Faça com que o palhaço sente de costas para a passagem (isso é importante). Pronto, o circo está armado! Leve a conversa para o tom mais descontraído, animado e babe o cara o máximo que puder. Demonstre estar com fome, peça algo para comer (bem caro) e enquanto a comida não vem, diga que vai ao banheiro.
É neste momento que o golpe virá. Querida, vá embora! Corra Lola, corra! O máximo que você puder, sem olhar para trás.

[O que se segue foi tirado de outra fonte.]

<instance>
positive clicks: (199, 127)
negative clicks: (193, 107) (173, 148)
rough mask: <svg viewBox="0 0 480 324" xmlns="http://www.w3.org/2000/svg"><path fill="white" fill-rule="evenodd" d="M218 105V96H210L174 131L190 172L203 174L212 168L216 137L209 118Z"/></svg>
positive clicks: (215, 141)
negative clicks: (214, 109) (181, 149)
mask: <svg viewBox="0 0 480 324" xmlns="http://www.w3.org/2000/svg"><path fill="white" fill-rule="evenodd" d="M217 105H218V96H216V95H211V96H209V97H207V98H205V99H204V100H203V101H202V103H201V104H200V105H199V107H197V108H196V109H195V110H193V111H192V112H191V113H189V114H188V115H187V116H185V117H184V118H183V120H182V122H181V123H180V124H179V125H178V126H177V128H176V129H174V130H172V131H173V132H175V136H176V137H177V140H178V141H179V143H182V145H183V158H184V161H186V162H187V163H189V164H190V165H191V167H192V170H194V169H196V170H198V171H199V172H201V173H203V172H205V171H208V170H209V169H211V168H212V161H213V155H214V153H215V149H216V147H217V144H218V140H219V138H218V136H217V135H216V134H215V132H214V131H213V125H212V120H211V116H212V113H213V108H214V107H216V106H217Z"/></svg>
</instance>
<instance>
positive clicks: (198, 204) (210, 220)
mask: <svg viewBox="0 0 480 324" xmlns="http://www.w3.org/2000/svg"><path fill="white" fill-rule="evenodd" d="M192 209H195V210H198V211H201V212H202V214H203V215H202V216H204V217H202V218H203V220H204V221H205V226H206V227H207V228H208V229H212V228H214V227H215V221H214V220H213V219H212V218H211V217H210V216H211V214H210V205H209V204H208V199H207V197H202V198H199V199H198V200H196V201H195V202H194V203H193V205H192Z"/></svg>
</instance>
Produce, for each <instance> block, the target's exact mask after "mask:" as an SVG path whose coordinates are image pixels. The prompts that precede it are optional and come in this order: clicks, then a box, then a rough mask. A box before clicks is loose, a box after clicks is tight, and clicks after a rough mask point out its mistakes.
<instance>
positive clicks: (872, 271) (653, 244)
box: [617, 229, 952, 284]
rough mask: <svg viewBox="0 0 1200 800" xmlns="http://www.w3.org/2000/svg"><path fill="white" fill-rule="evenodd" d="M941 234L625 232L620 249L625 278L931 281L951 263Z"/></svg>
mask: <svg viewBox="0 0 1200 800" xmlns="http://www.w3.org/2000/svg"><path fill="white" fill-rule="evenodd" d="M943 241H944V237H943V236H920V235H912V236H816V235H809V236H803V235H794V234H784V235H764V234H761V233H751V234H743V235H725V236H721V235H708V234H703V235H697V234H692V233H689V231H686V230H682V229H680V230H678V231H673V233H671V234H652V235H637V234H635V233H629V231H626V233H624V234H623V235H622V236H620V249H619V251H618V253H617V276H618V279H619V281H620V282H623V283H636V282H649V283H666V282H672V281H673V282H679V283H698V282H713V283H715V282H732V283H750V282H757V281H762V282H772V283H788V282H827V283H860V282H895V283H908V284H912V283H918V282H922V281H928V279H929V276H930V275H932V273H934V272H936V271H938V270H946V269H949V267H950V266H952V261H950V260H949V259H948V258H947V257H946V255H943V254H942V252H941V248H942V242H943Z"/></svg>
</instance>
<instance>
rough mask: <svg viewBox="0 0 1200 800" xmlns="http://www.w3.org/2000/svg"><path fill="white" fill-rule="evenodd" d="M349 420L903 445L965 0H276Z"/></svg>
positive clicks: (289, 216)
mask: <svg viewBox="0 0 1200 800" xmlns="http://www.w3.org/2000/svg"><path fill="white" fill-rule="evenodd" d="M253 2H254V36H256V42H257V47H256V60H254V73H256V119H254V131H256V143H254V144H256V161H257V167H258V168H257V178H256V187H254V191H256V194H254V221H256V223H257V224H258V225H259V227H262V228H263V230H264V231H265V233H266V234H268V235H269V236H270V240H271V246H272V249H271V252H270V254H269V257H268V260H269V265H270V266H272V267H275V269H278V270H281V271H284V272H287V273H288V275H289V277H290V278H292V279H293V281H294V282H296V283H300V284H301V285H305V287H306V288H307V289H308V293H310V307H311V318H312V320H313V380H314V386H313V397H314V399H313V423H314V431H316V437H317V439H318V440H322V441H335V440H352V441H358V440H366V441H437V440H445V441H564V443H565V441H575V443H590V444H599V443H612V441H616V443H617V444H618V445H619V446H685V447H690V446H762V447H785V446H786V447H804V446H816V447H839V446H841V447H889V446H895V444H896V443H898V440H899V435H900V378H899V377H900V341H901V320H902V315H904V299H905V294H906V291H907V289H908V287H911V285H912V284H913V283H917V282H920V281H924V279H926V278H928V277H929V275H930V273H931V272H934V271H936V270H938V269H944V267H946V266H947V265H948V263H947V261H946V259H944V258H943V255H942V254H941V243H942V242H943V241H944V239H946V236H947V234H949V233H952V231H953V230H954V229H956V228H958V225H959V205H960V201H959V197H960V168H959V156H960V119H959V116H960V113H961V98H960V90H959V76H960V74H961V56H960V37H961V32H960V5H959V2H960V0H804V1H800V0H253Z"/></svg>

Quando sair do campo de visão do palhaço, tenha certeza de que ele não te viu indo embora e que ele tem certeza de que você foi para o banheiro! ...10min...20min....30min....ele vai te ligar e você não vai atender.
Ele liga umas 10x antes de pedir a conta e sair correndo para o banheiro. Fica na porta ansioso, pede para umas 5 mulheres que entraram para gritar seu nome. Em seguida chama um segurança para pedir uma ronda no banheiro. A essa altura já estará chegando em casa. Ele vai se desesperar, neste momento seu nome e detalhes das roupas já estarão sendo anunciados no auto falante do shopping. E seu celular vai dar erro de tantas chamadas não atendidas!
Neste momento, você terá algumas opções:
1) Atender, com muita calma, falando o mais baixo e devagar possível. Diz que encontrou uma amiga e que ela falou de uma liquidação no outro shopping e vocês foram pra lá correndo, porque não poderiam ficar fora dessa;
2) Atender, com muita calma, falando o mais baixo e devagar possível. Dizer que já chegou em casa e está pronta para dormir (sem explicar porque foi embora). E repita sempre que já está em casa pronta para dormir.
3) Simplesmente não atende! E deixe o palhaço morrer do coração! Caso ele saiba seu endereço vai te procurar, e querida, esteja de pijama pronta pra dormir, mas não esqueça do colete a prova de balas, porque ele vai querer te matar!
Então a dica de hoje é essa. Se quiser matar um homem do coração (pelo susto, raiva, estresse, o que for), eis as dicas. Se tiver alguma ideia, favor comentar! Beijos.